In February, I wrote about Harvard Law School Professor Laurence Tribe's essay claiming that people who predict a closely divided vote along partisan or ideological lines in a Supreme Court decision about the constitutionality of the Patient Protection and Affordable Care Act (Health Care Reform or Obamacare, if you prefer) misunderstand the Supreme Court and constitutional law. Professor Tribe wrote, in part:
Since the New Deal, the court has consistently held that Congress has broad constitutional power to regulate interstate commerce. This includes authority over not just goods moving across state lines, but also the economic choices of individuals within states that have significant effects on interstate markets. By that standard, this law’s constitutionality is open and shut. 
Professor Tribe's complete confidence in the constitutionality of the PPACA should provide little comfort for supporters of the law. Digging around in Lexis-Nexis for some lecture material, I ran across Professor Tribe's evaluation of the prospects for the success of then-Governor George W. Bush's federal claims against the effort to complete a partial recount of votes in Florida in 2000:
Laurence H. Tribe, a constitutional scholar at Harvard University who is leading Mr. Gore's legal team in the federal courts, said that he had expected the Bush appeal to the Supreme Court but that it would fail.

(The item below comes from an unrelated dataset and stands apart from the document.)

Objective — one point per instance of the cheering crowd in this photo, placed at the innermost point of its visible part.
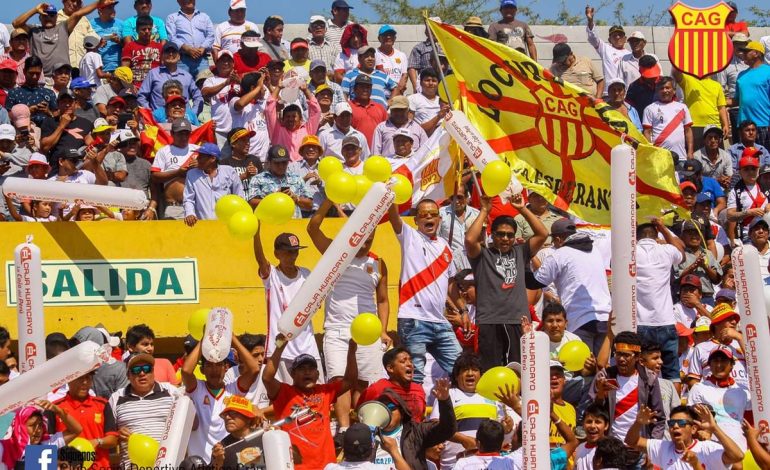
(249, 112)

"This appeal will not be hard in the least to defend, because the federal questions are frivolous," Mr. Tribe said. "There is no plausible basis for arguing that there is a federal constitutional flaw in the carefully reasoned way in which the Florida court deliberated."

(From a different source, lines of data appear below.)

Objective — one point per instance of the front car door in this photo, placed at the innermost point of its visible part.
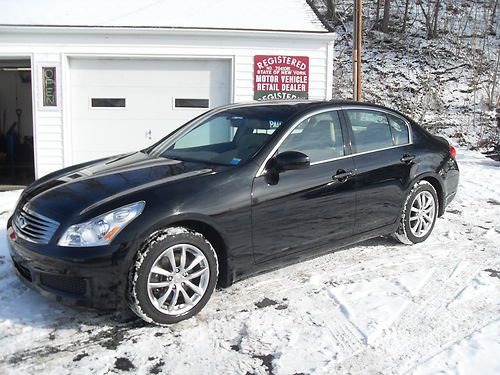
(302, 209)
(383, 157)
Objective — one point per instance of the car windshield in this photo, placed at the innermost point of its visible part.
(230, 137)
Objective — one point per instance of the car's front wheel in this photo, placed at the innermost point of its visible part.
(173, 277)
(419, 214)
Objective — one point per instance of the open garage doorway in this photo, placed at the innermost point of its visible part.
(16, 124)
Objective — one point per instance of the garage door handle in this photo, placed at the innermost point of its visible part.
(342, 176)
(407, 158)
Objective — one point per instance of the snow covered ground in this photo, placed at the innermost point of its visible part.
(378, 307)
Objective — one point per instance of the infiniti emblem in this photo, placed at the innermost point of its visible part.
(22, 222)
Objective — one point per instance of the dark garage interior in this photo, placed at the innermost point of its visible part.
(16, 124)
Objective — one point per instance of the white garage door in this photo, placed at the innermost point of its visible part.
(122, 105)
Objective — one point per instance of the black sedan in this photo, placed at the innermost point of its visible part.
(238, 190)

That's from The New York Times, p. A1, November 23, 2000, "Bush Takes Appeal to the U.S. Supreme Court" by Adam Purdum. 

In contrast, in their 1993 book on the attitudinal model, political scientists Jeffrey Segal and Harold Spaeth predicted:
if a case on the outcome of a presidential election should ever reach the Supreme Court...the Court's decision might well turn on the personal preferences of the justices.
Claims that justices act, in part, on the basis of their political predispositions in general or that they will do so in a case considering the PPACA are neither "distressing" nor "crude," as Professor Tribe writes. Rather, they follow naturally from decades of political science research on the extralegal influence on the behavior of Supreme Court justices. Those interested in predicting and, later, understanding the results of PPACA litigation before the Supreme Court should avoid Professor Tribe's casual dismissal of "politics" as an influence on the business of the Court.